Divagações: Bacurau

O grande fenômeno do cinema nacional em 2019 (se é que essa palavra pode ser usada para filmes no Brasil), Bacurau me rendeu um bloqueio ...

O grande fenômeno do cinema nacional em 2019 (se é que essa palavra pode ser usada para filmes no Brasil), Bacurau me rendeu um bloqueio criativo que já rendeu algumas tentativas de escrever essa resenha. Mas aqui estamos!

Um dos motivos da minha dificuldade em falar sobre o filme foi a experiência em si. Eu estou em Curitiba, uma das cidades mais “coxinhas” desse país (desculpem a falta de uma palavra melhor). Quando fui assistir o filme, ele já estava em cartaz a algum tempo e a única sessão com um horário bom para mim era em um dos shoppings mais “metido a besta” da cidade (perdão, perdão). Ainda assim, encontrei uma sala de cinema lotada, com espectadores reagindo audivelmente – e positivamente! – à produção. Teve até mesmo aplausos ao final.

É claro que eu fiquei empolgada com isso. Bacurau é um filme com um direcionamento abertamente revolucionário e aquela sessão me deu um pouco mais de esperança na humanidade e em sua capacidade de sonhar (e de rir de si mesma, por que não?). Ao mesmo tempo, eu entendo que a produção não teria tanto impacto se houvesse mais como ela por aí (e, convenhamos, deveríamos ter).

O filme é repleto de saídas fáceis e piadas que já vieram prontas, reunindo um conjunto de situações que não se preocupam em transmitir sua mensagem de maneira sutil, deixando bem clara sua interpretação sobre colonialismo. Inclusive, eu recomendo que quem ainda não assistiu não se preocupe muito em achar uma sinopse. A trama é bastante simples e não merece tanto segredo assim, mas existe um charme em se surpreender com o próprio conceito daquilo que acontece na tela.

O que eu posso adiantar é que a história se passa na cidade de Bacurau, em um futuro bastante próximo. O local é exatamente como alguém do Sul imagina um município nordestino e, embora a comunidade não seja exatamente pobre, eles também não têm luxos. A tecnologia é retratada de uma maneira interessante e está um passo à frente da que já temos acesso hoje.

A princípio, acompanhamos Teresa (Bárbara Colen), uma médica que não mora mais na cidade, mas que retorna para o enterro de sua avó. É ela quem dita o “tom moral” do filme, afirmando que não entregaria o fugitivo Lunga (Silvero Pereira) para a polícia e retomando um relacionamento sexual sem compromissos com Acácio (Thomas Aquino), que é motivo de riso na cidade por conta de seus inúmeros roubos pelo país usando uma roupa de motoqueiro.

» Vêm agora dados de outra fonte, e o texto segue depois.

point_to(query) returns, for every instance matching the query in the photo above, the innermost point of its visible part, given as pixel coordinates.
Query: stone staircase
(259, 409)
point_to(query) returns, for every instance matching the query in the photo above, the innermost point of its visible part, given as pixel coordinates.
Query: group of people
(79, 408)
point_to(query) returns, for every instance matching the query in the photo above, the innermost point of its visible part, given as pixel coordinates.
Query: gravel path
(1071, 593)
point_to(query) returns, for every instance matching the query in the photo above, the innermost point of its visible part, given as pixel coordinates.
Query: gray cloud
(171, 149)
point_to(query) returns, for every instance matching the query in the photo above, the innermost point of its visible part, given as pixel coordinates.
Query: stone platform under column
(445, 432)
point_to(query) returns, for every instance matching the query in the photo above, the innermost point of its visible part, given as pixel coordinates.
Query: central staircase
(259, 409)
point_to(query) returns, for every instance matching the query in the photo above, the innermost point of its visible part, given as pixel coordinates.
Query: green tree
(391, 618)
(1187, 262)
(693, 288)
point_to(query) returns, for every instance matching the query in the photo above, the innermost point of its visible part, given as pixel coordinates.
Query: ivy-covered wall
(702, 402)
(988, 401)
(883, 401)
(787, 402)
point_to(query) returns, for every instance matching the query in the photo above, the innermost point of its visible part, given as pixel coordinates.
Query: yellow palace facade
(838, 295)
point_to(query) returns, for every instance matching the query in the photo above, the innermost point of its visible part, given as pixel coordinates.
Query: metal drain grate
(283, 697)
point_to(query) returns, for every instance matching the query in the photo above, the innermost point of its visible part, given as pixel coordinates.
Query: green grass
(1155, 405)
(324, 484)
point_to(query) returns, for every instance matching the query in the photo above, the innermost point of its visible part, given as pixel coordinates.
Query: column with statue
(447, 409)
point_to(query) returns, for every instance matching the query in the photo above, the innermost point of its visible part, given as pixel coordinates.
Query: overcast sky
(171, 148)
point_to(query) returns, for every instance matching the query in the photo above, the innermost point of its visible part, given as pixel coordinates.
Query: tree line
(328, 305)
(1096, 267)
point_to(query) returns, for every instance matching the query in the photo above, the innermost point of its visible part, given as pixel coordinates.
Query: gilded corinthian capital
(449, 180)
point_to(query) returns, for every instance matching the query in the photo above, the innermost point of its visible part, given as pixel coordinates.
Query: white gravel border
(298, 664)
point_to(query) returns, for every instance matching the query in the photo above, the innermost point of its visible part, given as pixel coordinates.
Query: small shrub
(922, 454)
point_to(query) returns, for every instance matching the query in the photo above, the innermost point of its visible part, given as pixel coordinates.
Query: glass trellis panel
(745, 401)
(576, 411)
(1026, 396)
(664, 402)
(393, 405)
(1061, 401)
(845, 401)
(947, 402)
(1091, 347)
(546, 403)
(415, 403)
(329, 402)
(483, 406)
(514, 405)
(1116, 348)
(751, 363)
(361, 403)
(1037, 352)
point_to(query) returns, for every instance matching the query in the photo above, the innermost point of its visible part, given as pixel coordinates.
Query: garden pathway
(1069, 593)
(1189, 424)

Porém, a história não é de Teresa, mas da comunidade como um todo – sim, o título tem uma razão de ser. Cada um dos personagens, desde a médica levemente transtornada (Sônia Braga) à senhora que aparece brevemente atrás de um balcão, tem uma missão a cumprir. E cada detalhe apresentado sobre aquela cidade será útil no último terço da produção, quando Bacurau se aproxima de seus momentos decisivos.

Ao construírem o filme com todo o cuidado, os diretores e roteiristas Juliano Dornelles e Kleber Mendonça Filho sabiam muito bem o que estavam fazendo. Bacurau é muito bem estruturado, mas sabe usar de sua fórmula para criar expectativas que serão posteriormente quebradas. O resultado é divertido e empolgante – como as reações na sala de cinema em que eu estava não deixaram de transmitir. Claro que ele também é violento e exagerado, mas essa é uma questão estilística que combina bastante com o ar “cool” da produção.

Aliás, se seu estômago é fraco e Quentin Tarantino nunca foi muito fácil de digerir, esse filme definitivamente também não é para você. Ele não tem sangue do começo ao fim – o que é ótimo! –, mas exige que seus espectadores se unam a ele e saibam saborear uma vingança. Em tempos tão passionais e exagerados, como os que vivemos, Bacurau é um filme que se alimenta dos ânimos inflamados.